The first thing I would recommend to check is that the amount of requested resources you have in PodSpec is enough to carry the load and that there is enough resources on system nodes to schedule all system pods.
You may try to prevent scheduling system pods to frontend or backend autoscaled nodes using either more simple nodeSelector
or more flexible Node Affinity
.
You can find good explanation and examples in document “Assigning Pods to Nodes”
Taints and Toleration
features are similar to Node Affinity
, but more from node perspective. They allow a node to repel a set of pods. Check the document “Taints and Tolerations” if you choose this way.
When you create node pool for autoscaling you can add labels
and taints
, so they will apply to nodes when Cluster Autoscaler (CA) upscale the pool.
In addition to restricting system
pods from scheduling on frontend
/backend
nodes it would be a good idea to configure PodDisruptionBudget
and autoscaler safe-to-evict
option for pods that could prevent CA from removing a node during downscale.

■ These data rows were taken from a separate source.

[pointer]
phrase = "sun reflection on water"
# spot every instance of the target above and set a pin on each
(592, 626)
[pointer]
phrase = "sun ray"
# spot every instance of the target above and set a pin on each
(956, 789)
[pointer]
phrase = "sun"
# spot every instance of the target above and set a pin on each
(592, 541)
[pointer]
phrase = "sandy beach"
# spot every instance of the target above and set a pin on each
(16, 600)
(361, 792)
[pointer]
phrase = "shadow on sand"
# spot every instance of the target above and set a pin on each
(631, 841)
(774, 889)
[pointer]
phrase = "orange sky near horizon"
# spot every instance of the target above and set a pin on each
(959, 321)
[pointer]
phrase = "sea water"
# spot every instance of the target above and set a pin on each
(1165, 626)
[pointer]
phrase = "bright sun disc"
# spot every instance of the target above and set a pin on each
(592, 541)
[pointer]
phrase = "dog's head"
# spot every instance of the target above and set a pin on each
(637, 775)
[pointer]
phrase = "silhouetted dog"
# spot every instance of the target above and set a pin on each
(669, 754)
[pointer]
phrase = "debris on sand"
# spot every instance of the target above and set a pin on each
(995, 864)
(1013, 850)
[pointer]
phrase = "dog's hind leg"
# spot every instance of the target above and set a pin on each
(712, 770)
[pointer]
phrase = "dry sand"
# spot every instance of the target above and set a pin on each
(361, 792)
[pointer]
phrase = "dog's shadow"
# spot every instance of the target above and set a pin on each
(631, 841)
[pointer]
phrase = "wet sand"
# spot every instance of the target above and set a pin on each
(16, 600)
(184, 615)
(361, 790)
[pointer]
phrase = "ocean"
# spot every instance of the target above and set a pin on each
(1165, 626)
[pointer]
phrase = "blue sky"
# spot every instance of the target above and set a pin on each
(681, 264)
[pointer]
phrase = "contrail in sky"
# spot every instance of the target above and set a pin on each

According to Cluster Autoscaler FAQ there are several types of pods that may prevent CA to downscale your cluster:
- Pods with restrictive PodDisruptionBudget (PDB).
- Kube-system pods that:
- are not run on the node by default,
- don't have PDB or their PDB is too restrictive (since CA 0.6).
- Pods that are not backed by a controller object (so not created by deployment, replica set, job, stateful set etc).
- Pods with local storage. *
- Pods that cannot be moved elsewhere due to various constraints (lack of resources, non-matching node selectors or affinity, matching anti-affinity, etc)
*Unless the pod has the following annotation (supported in CA 1.0.3 or later):
"cluster-autoscaler.kubernetes.io/safe-to-evict": "true"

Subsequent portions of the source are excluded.